Аристотель это ученик Платона, потративший всю жизнь на упорядочение и шлифовку философских взглядов своего учителя. Но не только. В одном отношении Аристотель действительно равен Платону и является при этом его своеобразным антиподом – я имею в виду саму манеру философствования. Мышление Платона образно, построено на ассоциациях и аналогиях, часто расслаивается на несколько потенциальных уровней восприятия («иронич‑ность» и т. д.). Аристотель – подчёркнуто сух, корректен, одним словом, научен. И здесь именно Аристотель является основоположником грандиозной философской программы – программы трансформации философии в науку, то есть, иными словами, программы преодоления конечного характера философской мысли и создания возможности для её бесконечного развития. Эта идея заранее была обречена на неудачу. Философия могла стать бессмертной, но лишь путём отказа от своей сущности и превращения в науку.

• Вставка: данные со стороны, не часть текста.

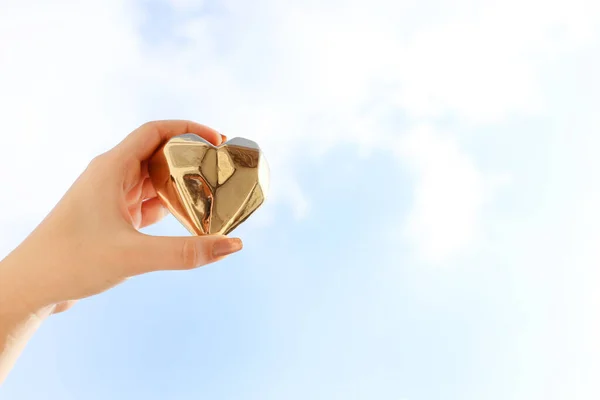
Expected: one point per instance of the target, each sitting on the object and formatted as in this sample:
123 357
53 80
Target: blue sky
432 231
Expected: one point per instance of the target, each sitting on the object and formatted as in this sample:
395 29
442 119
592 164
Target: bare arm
90 241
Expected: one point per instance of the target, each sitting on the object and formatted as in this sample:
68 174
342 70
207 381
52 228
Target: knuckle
189 254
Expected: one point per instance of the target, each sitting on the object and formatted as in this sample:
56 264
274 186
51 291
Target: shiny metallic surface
209 189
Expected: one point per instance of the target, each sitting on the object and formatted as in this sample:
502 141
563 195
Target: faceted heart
209 189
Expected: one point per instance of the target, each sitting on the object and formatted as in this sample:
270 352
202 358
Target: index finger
144 141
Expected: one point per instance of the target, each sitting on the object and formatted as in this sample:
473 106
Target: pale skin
90 242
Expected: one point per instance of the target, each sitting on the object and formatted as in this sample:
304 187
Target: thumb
156 253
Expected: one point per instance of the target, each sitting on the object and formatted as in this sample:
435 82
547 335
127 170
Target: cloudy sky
433 228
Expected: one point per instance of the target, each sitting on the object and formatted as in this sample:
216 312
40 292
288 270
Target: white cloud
298 78
449 194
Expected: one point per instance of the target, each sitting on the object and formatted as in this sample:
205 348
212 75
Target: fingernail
227 246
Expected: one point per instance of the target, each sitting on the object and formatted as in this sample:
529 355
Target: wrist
19 295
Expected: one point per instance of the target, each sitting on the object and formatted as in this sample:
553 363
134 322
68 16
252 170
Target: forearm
20 315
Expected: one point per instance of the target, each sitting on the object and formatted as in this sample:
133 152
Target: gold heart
209 189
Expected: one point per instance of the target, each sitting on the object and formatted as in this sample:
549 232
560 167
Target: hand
90 241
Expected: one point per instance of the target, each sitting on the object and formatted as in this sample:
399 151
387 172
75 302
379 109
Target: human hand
90 241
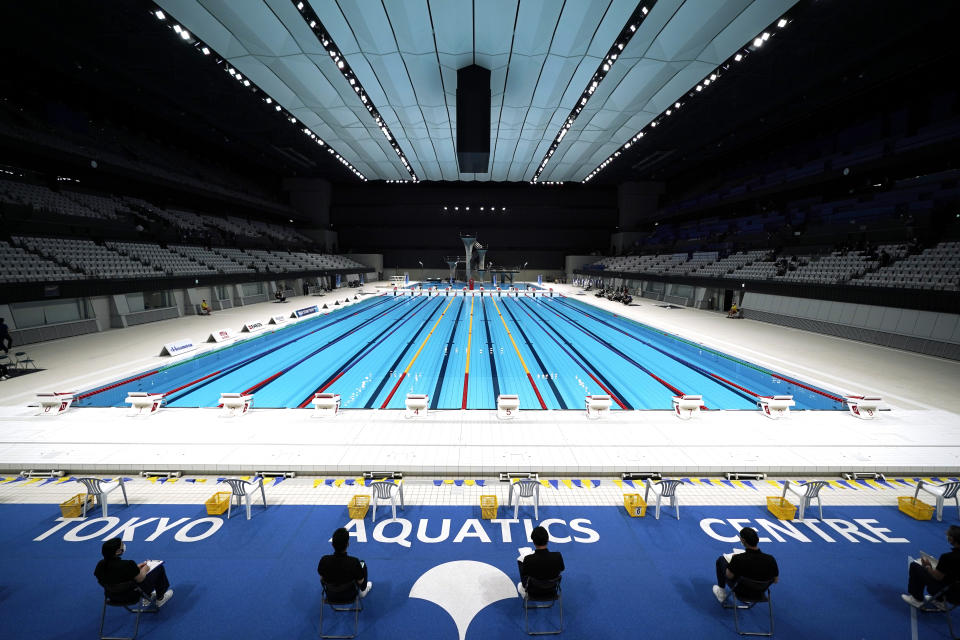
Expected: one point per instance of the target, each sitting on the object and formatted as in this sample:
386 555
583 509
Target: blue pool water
550 351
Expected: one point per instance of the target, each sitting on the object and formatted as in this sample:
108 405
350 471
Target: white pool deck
919 432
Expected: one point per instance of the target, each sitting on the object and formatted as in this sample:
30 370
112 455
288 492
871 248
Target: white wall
928 325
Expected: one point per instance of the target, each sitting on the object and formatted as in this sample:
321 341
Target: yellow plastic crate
358 506
635 505
488 507
218 503
73 508
781 508
914 508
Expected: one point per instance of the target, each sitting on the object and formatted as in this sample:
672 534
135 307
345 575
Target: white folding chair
244 491
384 490
664 489
945 491
810 491
100 490
529 489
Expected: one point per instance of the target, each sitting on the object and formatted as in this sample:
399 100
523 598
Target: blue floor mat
625 577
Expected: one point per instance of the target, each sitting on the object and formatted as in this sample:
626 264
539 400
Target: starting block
685 406
507 406
775 406
144 403
325 404
597 406
417 404
864 407
53 403
235 404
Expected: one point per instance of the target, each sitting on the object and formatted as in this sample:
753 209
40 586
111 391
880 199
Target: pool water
463 352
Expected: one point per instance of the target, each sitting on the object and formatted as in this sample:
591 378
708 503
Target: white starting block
507 406
53 403
326 404
144 403
864 407
598 406
235 404
775 406
686 406
417 404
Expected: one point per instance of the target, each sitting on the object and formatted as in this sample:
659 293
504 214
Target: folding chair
746 594
244 491
23 360
945 491
542 594
664 489
100 490
811 490
342 597
529 489
384 490
128 596
944 601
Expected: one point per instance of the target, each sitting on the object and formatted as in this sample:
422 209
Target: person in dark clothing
935 576
542 564
752 563
113 570
5 340
339 568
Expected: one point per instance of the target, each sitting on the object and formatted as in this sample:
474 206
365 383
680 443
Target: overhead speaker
473 119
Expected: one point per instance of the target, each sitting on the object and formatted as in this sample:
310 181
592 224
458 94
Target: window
37 314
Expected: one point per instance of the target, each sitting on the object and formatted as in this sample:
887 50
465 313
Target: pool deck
920 433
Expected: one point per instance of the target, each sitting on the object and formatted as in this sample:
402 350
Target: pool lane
271 365
463 352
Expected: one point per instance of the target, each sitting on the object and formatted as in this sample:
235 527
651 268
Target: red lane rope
800 384
117 384
394 390
734 384
166 393
537 391
262 383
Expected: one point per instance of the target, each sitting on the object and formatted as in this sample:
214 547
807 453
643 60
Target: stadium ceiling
543 55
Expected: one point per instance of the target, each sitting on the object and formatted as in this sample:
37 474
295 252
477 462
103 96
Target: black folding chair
343 598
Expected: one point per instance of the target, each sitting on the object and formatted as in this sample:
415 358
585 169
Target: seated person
339 568
935 576
542 564
114 571
752 563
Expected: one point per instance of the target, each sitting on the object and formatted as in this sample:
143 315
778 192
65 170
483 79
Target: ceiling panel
541 53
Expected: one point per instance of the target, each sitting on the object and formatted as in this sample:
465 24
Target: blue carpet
625 577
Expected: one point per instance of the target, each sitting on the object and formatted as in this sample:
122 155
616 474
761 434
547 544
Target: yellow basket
914 508
358 507
635 505
218 503
781 508
73 508
488 507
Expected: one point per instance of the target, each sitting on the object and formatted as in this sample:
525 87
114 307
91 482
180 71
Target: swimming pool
463 352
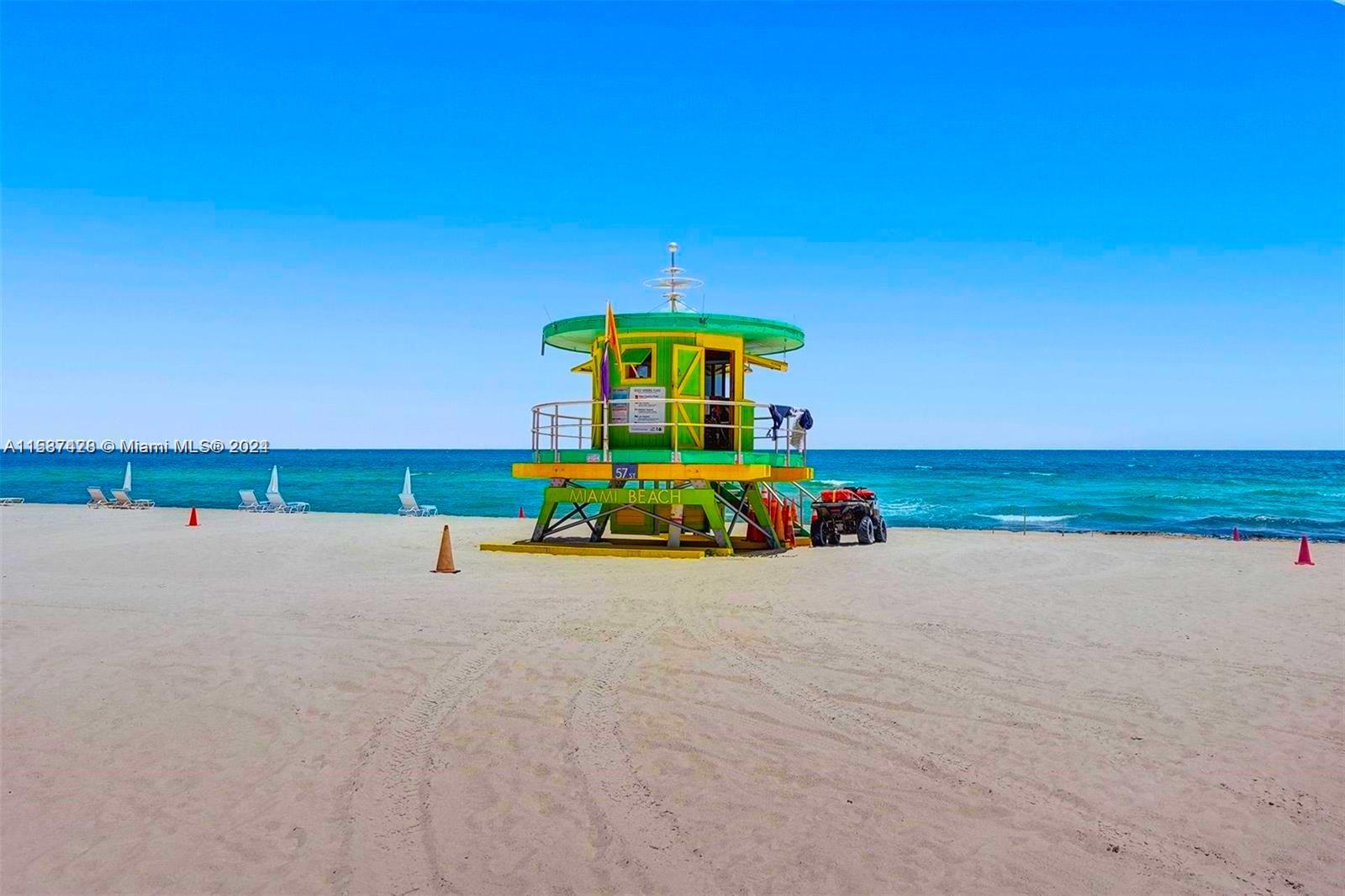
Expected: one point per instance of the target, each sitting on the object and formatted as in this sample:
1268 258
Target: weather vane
672 284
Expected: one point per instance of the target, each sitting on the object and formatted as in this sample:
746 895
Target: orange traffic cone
446 555
1305 557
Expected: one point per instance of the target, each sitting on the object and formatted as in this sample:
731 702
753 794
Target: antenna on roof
672 284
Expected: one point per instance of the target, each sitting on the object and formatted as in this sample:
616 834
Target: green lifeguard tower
670 459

Аристотелизм развивался в несколько этапов. Пролог – формирование грекоязычной философии – был естественным и совершенно оригинальным. Всю досократическую мысль в этом отношении можно рассматривать как создание условий и самого инструментария для разработки девственного пласта философии.
Этого периода мы не наблюдаем во вторичных и третичных философских традициях. Его там заменило компиляторство. Не наблюдаем мы там и второго периода – творческого. Это период сократический, и его выразителем явился, в сущности, один человек – Платон. Платон создал мировую философию. Именно он впервые поставил в явной форме вечные вопросы и именно он создал диа‑лектическую форму их рассмотрения. После него ничего принципиально нового просто не могло быть создано. Великий мыслитель один выработал пласт мировой философии. Конечно, не полностью, с огрехами. Но, по большому счёту, после Платона там было делать нечего. Это не означало, что на этом развитие философии закончилось. Наоборот, теперь‑то она и появилась на свет. Но СОЗДАТЬ философию уже было нельзя. Такое бывает в истории один раз.
После этого настал третий этап развития – период эклектизма. Неприятное слово «эклектизм» звучит почти как ругательство, но на самом деле это высший тип философствования.